- O Japão sinaliza que um ataque a Taiwan poderia ativar as forças de autoproteção, caso o conflito represente ameaça existencial, em meio a tensões durante sessão parlamentar; Taiwan fica a 100 quilômetros de Yonaguni, no Japão.
- A China reagiu com contundência; Takaichi havia se encontrado com Xi Jinping na cúpula da APEC e, apesar do encontro, Pequim não descartou usar a força para anexar Taiwan, considerado província rebelde.
- O cônsul-geral da China em Osaka, Xue Jian, publicou mensagem provocativa nas redes sociais; o governo japonês condenou a postagem como extremamente inapropriada e pediu sua remoção.
- O porta-voz japonês, Minoru Kihara, protestou; o porta-voz chinês Lin Jian classificou as observações de Takaichi como erradas e perigosas, pedindo que o Japão reflita sobre sua “culpa histórica” em relação a Taiwan; o encontro de Takaichi com um assessor sênior de Lai Ching-te aumentou a tensão.
- Implicações regionais: apesar da constituição, o Japão tem lei de milquinze que permite defesa coletiva em determinadas circunstâncias, o que poderia incluir apoio a ações lideradas pelos Estados Unidos; a situação pode se tornar um ponto crítico nas relações Japão-China.

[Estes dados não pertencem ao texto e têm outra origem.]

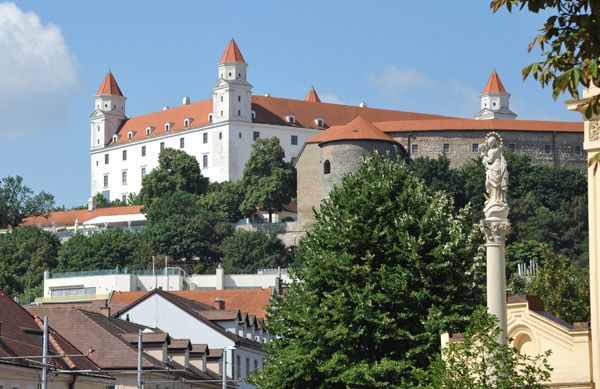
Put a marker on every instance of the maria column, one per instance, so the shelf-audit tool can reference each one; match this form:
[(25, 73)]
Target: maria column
[(495, 227)]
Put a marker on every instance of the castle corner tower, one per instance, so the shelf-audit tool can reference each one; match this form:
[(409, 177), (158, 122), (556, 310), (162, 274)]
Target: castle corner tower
[(494, 100), (232, 93)]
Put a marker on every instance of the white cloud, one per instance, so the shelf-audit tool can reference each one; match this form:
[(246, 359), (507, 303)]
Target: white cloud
[(331, 98), (38, 74)]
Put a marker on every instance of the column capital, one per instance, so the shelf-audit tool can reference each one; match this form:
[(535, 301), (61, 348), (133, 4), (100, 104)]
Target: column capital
[(495, 231)]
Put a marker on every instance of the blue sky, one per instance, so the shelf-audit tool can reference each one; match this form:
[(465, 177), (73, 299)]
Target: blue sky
[(422, 56)]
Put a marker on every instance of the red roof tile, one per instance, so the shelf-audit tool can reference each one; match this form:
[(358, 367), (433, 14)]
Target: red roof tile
[(232, 53), (62, 218), (359, 128), (312, 96), (472, 124), (494, 84), (109, 86)]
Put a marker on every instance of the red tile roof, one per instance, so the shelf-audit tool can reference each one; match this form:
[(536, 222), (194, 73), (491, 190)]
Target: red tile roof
[(494, 84), (312, 96), (252, 301), (109, 86), (359, 128), (20, 330), (232, 53), (62, 218), (472, 124)]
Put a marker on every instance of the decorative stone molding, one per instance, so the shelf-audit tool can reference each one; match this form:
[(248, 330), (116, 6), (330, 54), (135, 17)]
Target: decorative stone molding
[(594, 130), (495, 231)]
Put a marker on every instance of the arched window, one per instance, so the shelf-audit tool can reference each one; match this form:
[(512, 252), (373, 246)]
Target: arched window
[(327, 167)]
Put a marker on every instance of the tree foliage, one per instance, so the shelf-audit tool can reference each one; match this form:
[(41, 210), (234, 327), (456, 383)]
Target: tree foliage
[(570, 43), (386, 268), (268, 182), (180, 227), (246, 251), (176, 171), (18, 201), (479, 361)]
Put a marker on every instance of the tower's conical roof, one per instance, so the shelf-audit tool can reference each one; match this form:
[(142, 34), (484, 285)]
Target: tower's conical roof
[(312, 96), (494, 84), (232, 53), (109, 86)]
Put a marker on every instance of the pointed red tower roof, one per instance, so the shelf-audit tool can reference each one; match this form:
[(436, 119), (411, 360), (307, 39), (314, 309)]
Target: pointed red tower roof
[(109, 86), (494, 84), (359, 128), (232, 53), (312, 96)]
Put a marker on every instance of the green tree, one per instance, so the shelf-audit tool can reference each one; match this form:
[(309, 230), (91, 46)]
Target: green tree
[(386, 268), (107, 250), (268, 182), (25, 253), (180, 227), (176, 171), (570, 42), (563, 286), (246, 251), (18, 201), (479, 361)]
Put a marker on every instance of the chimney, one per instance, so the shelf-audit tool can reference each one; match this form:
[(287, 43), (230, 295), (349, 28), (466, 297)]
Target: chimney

O Japão está enfrentando uma crescente tensão com a China após declarações da nova primeira-ministra, Sanae Takaichi, sobre a possibilidade de um ataque a Taiwan. Em uma sessão parlamentar, Takaichi afirmou que tal ataque poderia acionar as forças de autoproteção do Japão, caso o conflito representasse uma ameaça existencial ao país. Essa declaração marca uma mudança significativa na postura japonesa em relação a Taiwan, que se encontra a apenas 100 km da ilha de Yonaguni, no Japão.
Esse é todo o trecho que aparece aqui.